Une telle progressivité sur une longue période est indispensable pour :
  •           ne pas pénaliser les utilisateurs de moteurs diesel récents,
  •           ne pas créer d’aubaine pour les utilisateurs de moteurs à essence récents
  •           laisser aux constructeurs le temps d’amortir leurs investissements et d’adapter leurs produits et leurs outils de production,
  •           et ne pas mettre une fois de plus la France en position de pays à risque en raison de son  instabilité réglementaire et fiscale.
L’évolution simultanée de la TIPP sur les deux carburants est indispensable pour rester à une fiscalité globale constante.  Nous avons bâti un scénario de substitution raisonnable, ci-dessous, selon lequel la production de moteurs à essence atteindrait son plafond de 90% en 2030, et le parc à essence atteindrait les 2/3, encore croissant pendant 10 ans. La production et le parc diesel, non représentés, sont évidemment le complément à 100 des % relatifs à l’essence.


Bien entendu, pendant ces 20 ans, il est hautement probable que le prix du pétrole brut augmentera  fortement, et ce, selon l’expérience du passé, de façon brutale, erratique et imprévisible.
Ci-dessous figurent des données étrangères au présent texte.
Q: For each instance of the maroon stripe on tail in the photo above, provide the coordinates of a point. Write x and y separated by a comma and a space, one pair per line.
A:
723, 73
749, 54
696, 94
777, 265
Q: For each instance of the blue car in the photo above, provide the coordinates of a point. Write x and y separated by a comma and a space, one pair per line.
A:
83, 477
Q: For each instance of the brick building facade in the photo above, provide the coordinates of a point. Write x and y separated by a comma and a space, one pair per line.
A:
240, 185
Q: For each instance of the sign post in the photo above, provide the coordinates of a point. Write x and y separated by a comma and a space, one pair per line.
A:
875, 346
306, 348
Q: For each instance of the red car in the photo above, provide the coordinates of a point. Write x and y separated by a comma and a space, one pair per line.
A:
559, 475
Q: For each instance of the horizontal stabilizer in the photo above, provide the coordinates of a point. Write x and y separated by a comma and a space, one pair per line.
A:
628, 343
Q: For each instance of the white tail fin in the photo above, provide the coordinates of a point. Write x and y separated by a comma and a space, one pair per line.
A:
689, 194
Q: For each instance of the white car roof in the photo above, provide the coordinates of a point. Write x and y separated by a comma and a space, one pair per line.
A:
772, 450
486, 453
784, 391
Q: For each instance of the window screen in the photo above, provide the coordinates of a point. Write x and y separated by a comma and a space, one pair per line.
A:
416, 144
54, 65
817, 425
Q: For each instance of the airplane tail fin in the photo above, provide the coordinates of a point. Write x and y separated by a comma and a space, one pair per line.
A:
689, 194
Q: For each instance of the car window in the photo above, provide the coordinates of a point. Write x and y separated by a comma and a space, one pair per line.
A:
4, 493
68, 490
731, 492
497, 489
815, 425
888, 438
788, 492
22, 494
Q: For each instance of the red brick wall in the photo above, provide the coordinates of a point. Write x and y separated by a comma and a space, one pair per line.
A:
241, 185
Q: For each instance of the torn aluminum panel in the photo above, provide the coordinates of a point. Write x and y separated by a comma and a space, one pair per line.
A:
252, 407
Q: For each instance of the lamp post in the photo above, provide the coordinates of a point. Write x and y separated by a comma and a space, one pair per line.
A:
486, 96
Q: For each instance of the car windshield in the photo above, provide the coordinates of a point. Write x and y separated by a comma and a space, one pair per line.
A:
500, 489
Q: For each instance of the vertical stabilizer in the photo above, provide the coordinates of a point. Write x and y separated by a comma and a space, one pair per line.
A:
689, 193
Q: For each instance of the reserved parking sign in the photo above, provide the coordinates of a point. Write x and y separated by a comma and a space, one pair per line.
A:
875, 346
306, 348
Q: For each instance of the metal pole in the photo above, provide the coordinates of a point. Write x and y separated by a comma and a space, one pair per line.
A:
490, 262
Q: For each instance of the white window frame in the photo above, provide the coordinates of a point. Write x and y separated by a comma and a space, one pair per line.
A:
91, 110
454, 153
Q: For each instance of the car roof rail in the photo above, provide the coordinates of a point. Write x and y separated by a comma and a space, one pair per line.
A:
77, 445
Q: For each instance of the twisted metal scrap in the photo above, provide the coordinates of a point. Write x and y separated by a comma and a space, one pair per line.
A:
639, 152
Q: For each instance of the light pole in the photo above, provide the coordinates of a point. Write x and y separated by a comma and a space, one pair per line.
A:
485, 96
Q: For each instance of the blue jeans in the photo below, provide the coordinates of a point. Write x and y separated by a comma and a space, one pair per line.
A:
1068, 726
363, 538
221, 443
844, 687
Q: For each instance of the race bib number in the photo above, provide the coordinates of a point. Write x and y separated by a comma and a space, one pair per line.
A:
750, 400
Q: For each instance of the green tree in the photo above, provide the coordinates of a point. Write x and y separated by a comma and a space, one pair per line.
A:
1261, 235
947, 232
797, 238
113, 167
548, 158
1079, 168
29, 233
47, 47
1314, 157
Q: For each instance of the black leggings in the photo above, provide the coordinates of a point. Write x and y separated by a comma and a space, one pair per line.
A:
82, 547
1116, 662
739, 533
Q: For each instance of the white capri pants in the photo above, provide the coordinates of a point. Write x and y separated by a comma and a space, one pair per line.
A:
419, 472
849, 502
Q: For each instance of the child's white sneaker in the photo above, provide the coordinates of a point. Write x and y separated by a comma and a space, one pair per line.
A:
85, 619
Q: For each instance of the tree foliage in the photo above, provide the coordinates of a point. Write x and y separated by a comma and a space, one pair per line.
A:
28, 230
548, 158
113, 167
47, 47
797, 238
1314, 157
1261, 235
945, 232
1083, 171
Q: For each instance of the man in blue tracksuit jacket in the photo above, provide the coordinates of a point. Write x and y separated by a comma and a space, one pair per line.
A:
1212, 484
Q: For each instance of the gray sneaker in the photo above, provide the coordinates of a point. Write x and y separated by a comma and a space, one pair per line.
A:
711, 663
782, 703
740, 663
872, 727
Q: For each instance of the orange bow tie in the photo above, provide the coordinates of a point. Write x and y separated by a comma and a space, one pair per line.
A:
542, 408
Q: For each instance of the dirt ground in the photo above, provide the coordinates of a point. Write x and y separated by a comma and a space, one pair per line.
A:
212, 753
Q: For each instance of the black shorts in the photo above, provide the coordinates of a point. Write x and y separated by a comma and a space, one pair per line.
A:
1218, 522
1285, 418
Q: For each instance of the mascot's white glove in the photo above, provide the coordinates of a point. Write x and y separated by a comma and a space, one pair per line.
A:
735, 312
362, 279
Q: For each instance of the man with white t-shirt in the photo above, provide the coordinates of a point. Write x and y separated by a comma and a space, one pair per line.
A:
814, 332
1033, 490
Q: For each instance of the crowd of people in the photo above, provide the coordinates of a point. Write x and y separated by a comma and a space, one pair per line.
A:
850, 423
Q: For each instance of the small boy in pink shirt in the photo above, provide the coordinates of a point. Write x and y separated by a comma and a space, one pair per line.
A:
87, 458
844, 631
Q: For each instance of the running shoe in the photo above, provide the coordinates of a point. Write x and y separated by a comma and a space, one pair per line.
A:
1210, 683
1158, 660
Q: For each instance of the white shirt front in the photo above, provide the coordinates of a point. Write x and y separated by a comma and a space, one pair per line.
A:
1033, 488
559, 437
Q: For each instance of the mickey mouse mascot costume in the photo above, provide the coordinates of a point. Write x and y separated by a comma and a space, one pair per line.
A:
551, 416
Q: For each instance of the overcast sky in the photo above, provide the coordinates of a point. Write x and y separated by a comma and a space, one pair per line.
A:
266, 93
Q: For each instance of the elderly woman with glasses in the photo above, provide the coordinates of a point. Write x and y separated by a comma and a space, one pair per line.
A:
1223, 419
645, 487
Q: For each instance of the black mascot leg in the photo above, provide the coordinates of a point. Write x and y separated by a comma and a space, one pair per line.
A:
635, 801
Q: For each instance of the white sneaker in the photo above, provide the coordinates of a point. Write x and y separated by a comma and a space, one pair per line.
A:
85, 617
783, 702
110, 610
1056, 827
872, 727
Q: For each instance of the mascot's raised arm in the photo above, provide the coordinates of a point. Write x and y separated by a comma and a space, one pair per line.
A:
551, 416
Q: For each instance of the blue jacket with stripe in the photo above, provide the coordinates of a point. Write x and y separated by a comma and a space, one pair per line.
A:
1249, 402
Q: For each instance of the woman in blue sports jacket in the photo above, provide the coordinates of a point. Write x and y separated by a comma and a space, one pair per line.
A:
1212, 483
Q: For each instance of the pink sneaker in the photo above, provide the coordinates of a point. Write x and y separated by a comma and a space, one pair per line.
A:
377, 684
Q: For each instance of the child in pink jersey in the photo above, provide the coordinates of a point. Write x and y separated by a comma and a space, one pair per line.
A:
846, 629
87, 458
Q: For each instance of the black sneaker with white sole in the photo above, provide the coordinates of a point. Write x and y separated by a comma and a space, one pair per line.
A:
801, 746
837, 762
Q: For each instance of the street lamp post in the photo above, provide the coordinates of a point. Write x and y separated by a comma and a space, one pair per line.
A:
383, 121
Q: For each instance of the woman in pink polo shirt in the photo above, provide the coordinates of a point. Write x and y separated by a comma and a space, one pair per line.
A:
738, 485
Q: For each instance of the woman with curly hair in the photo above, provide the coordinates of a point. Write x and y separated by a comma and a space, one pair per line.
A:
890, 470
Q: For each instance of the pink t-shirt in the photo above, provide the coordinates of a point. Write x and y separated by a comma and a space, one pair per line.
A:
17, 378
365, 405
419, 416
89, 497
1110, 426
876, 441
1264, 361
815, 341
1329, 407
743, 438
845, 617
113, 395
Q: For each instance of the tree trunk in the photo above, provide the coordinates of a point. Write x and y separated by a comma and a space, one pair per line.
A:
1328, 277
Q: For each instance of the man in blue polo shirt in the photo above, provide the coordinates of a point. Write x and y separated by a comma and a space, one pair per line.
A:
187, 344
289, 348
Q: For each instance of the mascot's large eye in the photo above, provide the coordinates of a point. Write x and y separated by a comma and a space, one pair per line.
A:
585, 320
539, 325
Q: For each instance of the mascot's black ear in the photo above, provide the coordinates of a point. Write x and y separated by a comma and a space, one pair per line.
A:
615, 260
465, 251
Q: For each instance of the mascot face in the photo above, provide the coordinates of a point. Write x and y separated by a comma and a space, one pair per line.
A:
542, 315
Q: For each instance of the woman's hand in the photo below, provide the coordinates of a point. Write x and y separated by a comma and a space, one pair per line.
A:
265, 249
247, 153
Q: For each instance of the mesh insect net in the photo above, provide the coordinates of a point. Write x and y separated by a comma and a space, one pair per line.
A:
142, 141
Une hausse progressive de la TIPP sur le gazole :
  •          anticiperait les hausses de prix inéluctables
  •      assurerait la transition vers des véhicules plus évolués consommant moins ou utilisant des solutions alternatives, notamment hybrides, voire électriques dans certains cas.
Il serait évidemment possible de l’adapter selon les termes du dilemme pouvoir d’achat / dissuasion écologique, et selon l’introduction ou non d’une taxe carbone.

(1)    TICPE : Taxe Intérieure sur la Consommation de Produits Energétiques (ex TIPP)
(2)    TVA : Taxe à la Valeur Ajoutée (19,6% du montant hors taxes)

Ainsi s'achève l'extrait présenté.